Dataset v0.4.0 Dataset View Source

Datasets represent labeled tabular data.

Datasets are enumerable:

iex> Dataset.new([{:a, :b, :c},
...>              {:A, :B, :C},
...>              {:i, :ii, :iii},
...>              {:I, :II, :III}],
...>             {"one", "two", "three"})
...> |> Enum.map(&elem(&1, 2))
[:c, :C, :iii, :III]

Datasets are also collectable:

iex> for x <- 0..10, into: Dataset.empty({:n}), do: x
%Dataset{labels: {:n}, rows: [0, 1, 2, 3, 4, 5, 6, 7, 8, 9, 10]}

Link to this section Summary

Functions

Return a dataset with no rows and labels specified by the tuple passed as label. If label is not specified, return an empty dataset with zero columns.

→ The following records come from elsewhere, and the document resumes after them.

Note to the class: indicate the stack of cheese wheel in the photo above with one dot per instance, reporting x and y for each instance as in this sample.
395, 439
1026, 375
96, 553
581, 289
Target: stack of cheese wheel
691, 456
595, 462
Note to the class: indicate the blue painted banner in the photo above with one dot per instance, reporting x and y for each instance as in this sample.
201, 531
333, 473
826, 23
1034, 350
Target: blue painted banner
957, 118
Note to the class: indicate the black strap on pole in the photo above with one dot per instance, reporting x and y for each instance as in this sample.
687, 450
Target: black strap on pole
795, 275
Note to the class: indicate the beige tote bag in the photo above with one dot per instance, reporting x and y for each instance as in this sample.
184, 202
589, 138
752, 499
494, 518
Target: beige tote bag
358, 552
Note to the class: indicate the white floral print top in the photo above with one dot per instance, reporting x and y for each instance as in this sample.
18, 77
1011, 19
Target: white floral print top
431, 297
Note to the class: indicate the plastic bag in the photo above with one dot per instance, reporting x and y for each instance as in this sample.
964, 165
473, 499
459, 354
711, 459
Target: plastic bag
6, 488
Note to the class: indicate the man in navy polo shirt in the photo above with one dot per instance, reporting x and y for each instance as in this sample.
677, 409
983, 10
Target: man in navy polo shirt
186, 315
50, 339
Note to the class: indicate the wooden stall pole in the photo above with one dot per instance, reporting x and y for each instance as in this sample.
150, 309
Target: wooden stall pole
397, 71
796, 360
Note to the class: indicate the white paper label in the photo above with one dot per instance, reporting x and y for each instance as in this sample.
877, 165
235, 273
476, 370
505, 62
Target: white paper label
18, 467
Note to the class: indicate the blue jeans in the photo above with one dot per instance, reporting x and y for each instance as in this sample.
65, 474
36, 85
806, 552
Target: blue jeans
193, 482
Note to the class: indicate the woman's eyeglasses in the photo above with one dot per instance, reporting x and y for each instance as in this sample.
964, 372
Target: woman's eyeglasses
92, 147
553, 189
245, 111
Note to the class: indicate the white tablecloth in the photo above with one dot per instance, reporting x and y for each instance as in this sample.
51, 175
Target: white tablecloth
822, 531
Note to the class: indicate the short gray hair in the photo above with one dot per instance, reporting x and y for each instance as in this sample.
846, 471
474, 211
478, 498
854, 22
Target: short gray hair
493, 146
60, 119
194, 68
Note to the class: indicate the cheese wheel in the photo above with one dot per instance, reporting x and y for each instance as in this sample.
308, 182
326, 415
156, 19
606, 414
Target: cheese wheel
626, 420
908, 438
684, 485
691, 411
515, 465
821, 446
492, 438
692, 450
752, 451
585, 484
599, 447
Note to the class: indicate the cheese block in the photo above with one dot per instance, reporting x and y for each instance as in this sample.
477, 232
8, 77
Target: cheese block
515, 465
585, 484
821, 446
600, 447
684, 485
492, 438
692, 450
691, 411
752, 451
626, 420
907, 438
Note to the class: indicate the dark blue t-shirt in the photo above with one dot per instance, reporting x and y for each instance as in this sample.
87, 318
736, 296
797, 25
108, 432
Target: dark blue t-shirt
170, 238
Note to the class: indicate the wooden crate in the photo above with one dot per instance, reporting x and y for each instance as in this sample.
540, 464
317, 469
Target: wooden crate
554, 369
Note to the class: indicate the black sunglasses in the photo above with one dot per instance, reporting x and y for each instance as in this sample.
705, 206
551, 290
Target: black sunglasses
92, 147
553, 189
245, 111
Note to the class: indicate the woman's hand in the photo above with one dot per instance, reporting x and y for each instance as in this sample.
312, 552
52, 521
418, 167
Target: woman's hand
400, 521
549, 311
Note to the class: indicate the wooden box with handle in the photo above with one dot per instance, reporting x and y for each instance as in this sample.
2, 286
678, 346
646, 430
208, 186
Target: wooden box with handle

Return the result of performing an inner join on datasets ds1 and ds2, using k1 and k2 as the key labels on each respective dataset. The returned dataset will contain columns for each label specified in out_labels, which is a keyword list of the form [left_or_right: label, ...].

Return the result of performing a left join on datasets ds1 and ds2, using k1 and k2 as the key labels on each respective dataset. The returned dataset will contain columns for each label specified in out_labels, which is a keyword list of the form [left_or_right: label, ...].

Construct a new dataset. A dataset is a list of tuples. With no arguments, an empty dataset with zero columns is constructed. Withf one argument a dataset is constructed with the passed object interpreted as rows and labels beginning with 0 are generated, the number of which are determined by size of the first tuple in the data.

Return the result of performing an outer join on datasets ds1 and ds2, using k1 and k2 as the key labels on each respective dataset. The returned dataset will contain columns for each label specified in out_labels, which is a keyword list of the form [left_or_right: label, ...].

Return the result of performing a right join on datasets ds1 and ds2, using k1 and k2 as the key labels on each respective dataset. The returned dataset will contain columns for each label specified in out_labels, which is a keyword list of the form [left_or_right: label, ...].

Returns a dataset with each value in row i and column j transposed into row j and column i. The dataset is labelled with integer indicies beginning with zero.

Return a new dataset with columns chosen from the input dataset ds.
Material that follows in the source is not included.